# Wavelet Divergence & Quality Vector Analysis
## Project SHIELD - Sensor Health Monitoring Pipeline

This notebook demonstrates:
1. Loading engine team sensor data (L3GD20 gyro, LIS3DH accel) and PAMAP2 IMU data
2. Enhanced MODWT feature extraction (energy, variance, entropy, RMS, kurtosis per sub-band)
3. KL divergence (belief divergence) analysis across time windows
4. Stable vs sensitive feature identification
5. Quality vector construction for sensor health prediction

**Architecture**: Raw Signal → MODWT (sym4, 5 levels) → Per-level stats + Signal Quality Features → Divergence Analysis → Quality Vector

In [None]:
import sys, os
import numpy as np
import pandas as pd
import matplotlib.pyplot as plt
from pathlib import Path

sys.path.insert(0, str(Path('../src')))
from physics_based_classification.feature_extractor import FeatureExtractor
from physics_based_classification.wavelet_analyses import (
    extract_wavelet_features, modwt_fast
)
from physics_based_classification.signal_quality import extract_signal_quality_features
from physics_based_classification.divergence_analysis import (
    build_reference_distributions, compute_window_divergence,
    compute_cross_sensor_divergence
)
from physics_based_classification.quality_vector import (
    assess_feature_stability, assess_cross_condition_stability,
    select_quality_features, build_quality_vector,
    DEFAULT_MANDATORY_FEATURES
)

%matplotlib inline
plt.rcParams['figure.dpi'] = 120
plt.rcParams['figure.facecolor'] = 'white'

## 1. Load Engine Team Data

In [None]:
data_dir = Path('../datasets/Engine Team Data')

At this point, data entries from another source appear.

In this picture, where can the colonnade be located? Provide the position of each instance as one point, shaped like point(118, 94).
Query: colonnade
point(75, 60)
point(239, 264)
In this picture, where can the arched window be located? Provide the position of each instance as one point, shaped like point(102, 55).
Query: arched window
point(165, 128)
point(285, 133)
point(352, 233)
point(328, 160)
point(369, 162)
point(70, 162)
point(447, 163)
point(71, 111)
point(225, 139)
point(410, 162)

# Load calibrated gyro data (~4.3 hours, ~48 Hz)
gyro_df = pd.read_csv(data_dir / 'gyro_data_20260201-195148 (1).csv')
gyro_df = gyro_df.sort_values('Time_ms').reset_index(drop=True)
gyro_fs = 48.0

# Use calibrated values
gyro_cal_x = gyro_df['CalX'].values.astype(np.float64)
gyro_cal_y = gyro_df['CalY'].values.astype(np.float64)
gyro_cal_z = gyro_df['CalZ'].values.astype(np.float64)

# Also load raw for comparison
gyro_raw_x = gyro_df['RawX'].values.astype(np.float64)

print(f'Gyro: {len(gyro_df):,} samples, {len(gyro_df)/gyro_fs/3600:.1f} hours')
print(f'  CalX range: [{gyro_cal_x.min():.1f}, {gyro_cal_x.max():.1f}]')
print(f'  Time span: {(gyro_df["Time_ms"].max() - gyro_df["Time_ms"].min())/1000/60:.1f} min')

In [None]:
# Load accel data (~4 hours, ~83 Hz) - timestamps NOT sorted
accel_df = pd.read_csv(data_dir / 'lis3dh_accel_20260209-202619.csv')
accel_df = accel_df.sort_values('Time_ms').reset_index(drop=True)
accel_fs = 83.0

accel_x = accel_df['Accel_X'].values.astype(np.float64)
accel_y = accel_df['Accel_Y'].values.astype(np.float64)
accel_z = accel_df['Accel_Z'].values.astype(np.float64)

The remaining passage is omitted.